Interim head coach Bruce Cassidy was promoted to the Boston staff last offseason after a strong five-year run with AHL Providence. But is success at the minor-league level a direct ticket to NHL success? Hardly. Even with a roster of AHL players, it’s difficult to imagine any of them will be better in the NHL simply because they have a history with Cassidy.

AHL players are AHL players for a reason, and the Bruins have plenty of them dressed in big boy clothes each night. Ryan Spooner, Riley Nash, Austin Czarnik, Zane McIntyre, Frank Vatrano, and Joe Morrow, for example. Even Brandon Carlo isn’t deserving of being a top-pair defenseman in the NHL, and Colin Miller is wildly inconsistent.

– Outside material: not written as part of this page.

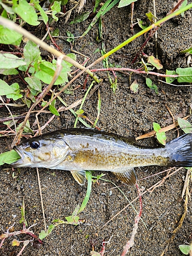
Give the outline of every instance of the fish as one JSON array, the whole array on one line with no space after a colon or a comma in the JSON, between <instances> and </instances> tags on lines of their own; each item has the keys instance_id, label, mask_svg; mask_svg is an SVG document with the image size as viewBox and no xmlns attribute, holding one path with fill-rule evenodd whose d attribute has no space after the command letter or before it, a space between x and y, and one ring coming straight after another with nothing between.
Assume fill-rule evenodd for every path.
<instances>
[{"instance_id":1,"label":"fish","mask_svg":"<svg viewBox=\"0 0 192 256\"><path fill-rule=\"evenodd\" d=\"M133 186L137 182L136 167L192 167L190 133L157 148L139 145L132 137L74 128L26 139L13 149L20 158L13 167L69 170L80 185L85 184L86 170L110 171Z\"/></svg>"}]
</instances>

Cassidy isn’t going to win with those names. Claude Julien certainly couldn’t, at least not regularly. Scotty Bowman or Al Arbour wouldn’t have been able to, either.

Sweeney’s plan is to wait for a bunch of draft picks, college players and minor leaguers to develop into NHL talent. That’s his long-term vision. If you want to see how that works out, check out the Maple Leafs over the last decade.

Even Mike Babcock isn’t able to turn that group into much more than a competitive NHL team that — entering Tuesday — was tied with the Bruins on 58 points.

The real reason is that Sweeney and team president Cam Neely don’t have any idea how to build a successful on-ice product. They don’t believe you can win the way former GM Peter Chiarelli did when he guided the Bruins to the Cup finals in three years, but they aren’t able to see that other franchises using a similar blueprint is producing underwhelming results.

If anything, the Bruins did Claude Julien a favor on Tuesday, because he’ll land in a better spot where his accomplishments are valued.

Their fans? Not so much.

It’s going to be a long end to the winter for the Bruins, especially with the one person trying to hold it all together is now gone.